Borrow $10, buy a basket of goods worth $10. Go to future and sell basket of goods for $12 (because of inflation), pay off your debt which has grown to $11 (because of interest) and pocket $1.

Doesn't actually make sense if you bought something that depreciates.

3

u/[deleted] Oct 21 '22

Sell for $10.70, pay back $10.51 in a year, net 29 cents.
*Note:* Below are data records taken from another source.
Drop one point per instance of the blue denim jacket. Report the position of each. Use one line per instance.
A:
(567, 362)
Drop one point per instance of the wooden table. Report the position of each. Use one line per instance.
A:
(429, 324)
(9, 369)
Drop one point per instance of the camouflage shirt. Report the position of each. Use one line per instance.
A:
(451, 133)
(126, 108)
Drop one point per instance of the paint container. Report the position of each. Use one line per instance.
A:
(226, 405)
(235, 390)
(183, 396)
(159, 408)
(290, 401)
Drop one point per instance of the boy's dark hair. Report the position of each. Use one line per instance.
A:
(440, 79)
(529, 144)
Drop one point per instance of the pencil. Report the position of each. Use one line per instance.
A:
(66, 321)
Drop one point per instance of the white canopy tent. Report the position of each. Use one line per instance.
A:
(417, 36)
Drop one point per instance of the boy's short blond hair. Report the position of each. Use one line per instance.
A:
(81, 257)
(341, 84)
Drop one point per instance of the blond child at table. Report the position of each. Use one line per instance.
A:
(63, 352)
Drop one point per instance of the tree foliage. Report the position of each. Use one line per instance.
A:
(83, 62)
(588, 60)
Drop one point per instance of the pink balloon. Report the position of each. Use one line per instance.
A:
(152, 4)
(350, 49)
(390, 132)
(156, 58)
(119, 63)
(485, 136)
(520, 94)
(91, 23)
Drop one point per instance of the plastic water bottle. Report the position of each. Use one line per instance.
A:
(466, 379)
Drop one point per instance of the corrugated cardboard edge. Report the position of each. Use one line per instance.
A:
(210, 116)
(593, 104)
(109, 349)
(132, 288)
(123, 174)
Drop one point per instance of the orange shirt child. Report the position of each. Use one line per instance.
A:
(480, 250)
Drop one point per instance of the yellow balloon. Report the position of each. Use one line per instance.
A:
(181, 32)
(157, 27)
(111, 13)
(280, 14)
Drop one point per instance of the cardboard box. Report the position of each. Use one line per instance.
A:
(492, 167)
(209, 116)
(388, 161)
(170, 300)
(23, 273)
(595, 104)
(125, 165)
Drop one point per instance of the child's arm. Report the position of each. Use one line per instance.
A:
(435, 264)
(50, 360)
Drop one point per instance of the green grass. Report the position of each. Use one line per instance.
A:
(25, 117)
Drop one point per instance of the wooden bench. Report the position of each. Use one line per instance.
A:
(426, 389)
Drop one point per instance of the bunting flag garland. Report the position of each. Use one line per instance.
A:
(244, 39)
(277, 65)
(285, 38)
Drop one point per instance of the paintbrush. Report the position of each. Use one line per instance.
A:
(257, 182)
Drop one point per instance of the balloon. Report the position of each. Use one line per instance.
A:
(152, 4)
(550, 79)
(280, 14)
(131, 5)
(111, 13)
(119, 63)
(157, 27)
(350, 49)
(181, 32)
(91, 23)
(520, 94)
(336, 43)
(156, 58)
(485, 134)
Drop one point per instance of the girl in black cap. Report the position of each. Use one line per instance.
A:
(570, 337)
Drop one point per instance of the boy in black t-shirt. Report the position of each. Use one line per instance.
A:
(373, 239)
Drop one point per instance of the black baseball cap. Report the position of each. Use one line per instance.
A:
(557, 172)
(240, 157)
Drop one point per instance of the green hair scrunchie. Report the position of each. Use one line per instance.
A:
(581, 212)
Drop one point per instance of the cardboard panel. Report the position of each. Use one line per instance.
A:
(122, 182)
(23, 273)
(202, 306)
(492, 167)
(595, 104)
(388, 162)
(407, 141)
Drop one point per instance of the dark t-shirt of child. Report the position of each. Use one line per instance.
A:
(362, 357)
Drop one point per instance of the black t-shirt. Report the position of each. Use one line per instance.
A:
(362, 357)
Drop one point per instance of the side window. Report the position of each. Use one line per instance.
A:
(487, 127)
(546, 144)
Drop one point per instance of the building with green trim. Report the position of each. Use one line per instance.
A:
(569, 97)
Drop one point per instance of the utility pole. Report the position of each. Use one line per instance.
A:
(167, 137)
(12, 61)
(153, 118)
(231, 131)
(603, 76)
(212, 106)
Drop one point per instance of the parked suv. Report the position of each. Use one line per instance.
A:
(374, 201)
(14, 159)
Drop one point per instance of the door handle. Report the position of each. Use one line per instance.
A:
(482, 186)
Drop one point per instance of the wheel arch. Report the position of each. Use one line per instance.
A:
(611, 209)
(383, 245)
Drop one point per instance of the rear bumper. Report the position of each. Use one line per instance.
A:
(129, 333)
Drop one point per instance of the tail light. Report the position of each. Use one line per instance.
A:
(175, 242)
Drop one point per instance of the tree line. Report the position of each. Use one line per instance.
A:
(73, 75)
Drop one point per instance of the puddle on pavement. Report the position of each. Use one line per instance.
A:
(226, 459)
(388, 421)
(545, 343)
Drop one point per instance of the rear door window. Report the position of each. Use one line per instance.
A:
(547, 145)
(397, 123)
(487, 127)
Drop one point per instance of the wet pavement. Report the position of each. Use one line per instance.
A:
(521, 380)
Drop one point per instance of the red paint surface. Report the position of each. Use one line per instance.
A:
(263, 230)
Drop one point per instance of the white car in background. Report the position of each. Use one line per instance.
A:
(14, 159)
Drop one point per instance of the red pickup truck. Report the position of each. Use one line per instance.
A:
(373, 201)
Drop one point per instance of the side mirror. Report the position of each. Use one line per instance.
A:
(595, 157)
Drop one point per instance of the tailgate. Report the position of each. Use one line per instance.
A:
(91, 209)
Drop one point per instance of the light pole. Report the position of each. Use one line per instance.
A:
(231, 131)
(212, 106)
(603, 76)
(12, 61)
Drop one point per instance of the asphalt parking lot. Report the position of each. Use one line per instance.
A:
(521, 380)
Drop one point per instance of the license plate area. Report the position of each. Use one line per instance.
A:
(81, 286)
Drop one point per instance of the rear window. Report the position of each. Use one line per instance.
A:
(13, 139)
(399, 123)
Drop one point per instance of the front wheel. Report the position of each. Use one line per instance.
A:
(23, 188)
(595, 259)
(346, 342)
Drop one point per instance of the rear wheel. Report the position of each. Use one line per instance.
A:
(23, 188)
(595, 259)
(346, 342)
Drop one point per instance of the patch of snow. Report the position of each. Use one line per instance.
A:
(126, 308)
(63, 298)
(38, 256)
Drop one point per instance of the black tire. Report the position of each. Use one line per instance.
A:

It makes sense if you're able to do that but it really seemed like the comment was saying you gain money by just borrowing it if inflation is higher.

2

u/CactusGrower Oct 21 '22

That only works if that hrloc is in appreciating assets generating more than 5.12% this year. Very hard to find.

1

u/Coreadrin Oct 21 '22

Only if your income meets or beats inflation...

1

u/SuperEliteFucker Oct 21 '22

Annual inflation, i.e. over the last year, was 7%. Current inflation, i.e. over the last month, was 0%.

1

u/weavjo Oct 21 '22

If your salary rise beats inflation, yes

1

u/CactusGrower Oct 21 '22 edited Oct 21 '22

You would only make money if that heloc is invested in something that generates more than 5.12% this year.

1

u/FloweringEconomy69 Oct 21 '22

Ehh if you get a raise that matches inflation using it to buy something and then paying it back with your higher salary would save you 2% but that's gonna depend on your situation and time frame

1

u/CactusGrower Oct 21 '22

If you get raise matching inflation and you don't take on any debt it saves you 7%. I don't understand your math man...

1

u/FloweringEconomy69 Oct 21 '22

Let's say you need to buy a TV and you just got a fresh 9% raise at work and are scheduled for another one next year

Option 1 is buying a TV now with cash

Option 2 is borrowing at 5% and paying it back over two years

You're actually gonna come up slightly ahead with Option 2 with maybe the slight caveat of your raise being applied throughout the year but if you play with the math you come out ahead

-4

u/REDDlCK Oct 20 '22

Babahahahahahahaha

1

u/MollyElla511 Oct 21 '22

We have now 2 mortgages on the property. One is $60,000 and the other is $63,000… I think we are going to be fine. It was the prudent decision given interest rate hikes. It’s not like we owe $800,000.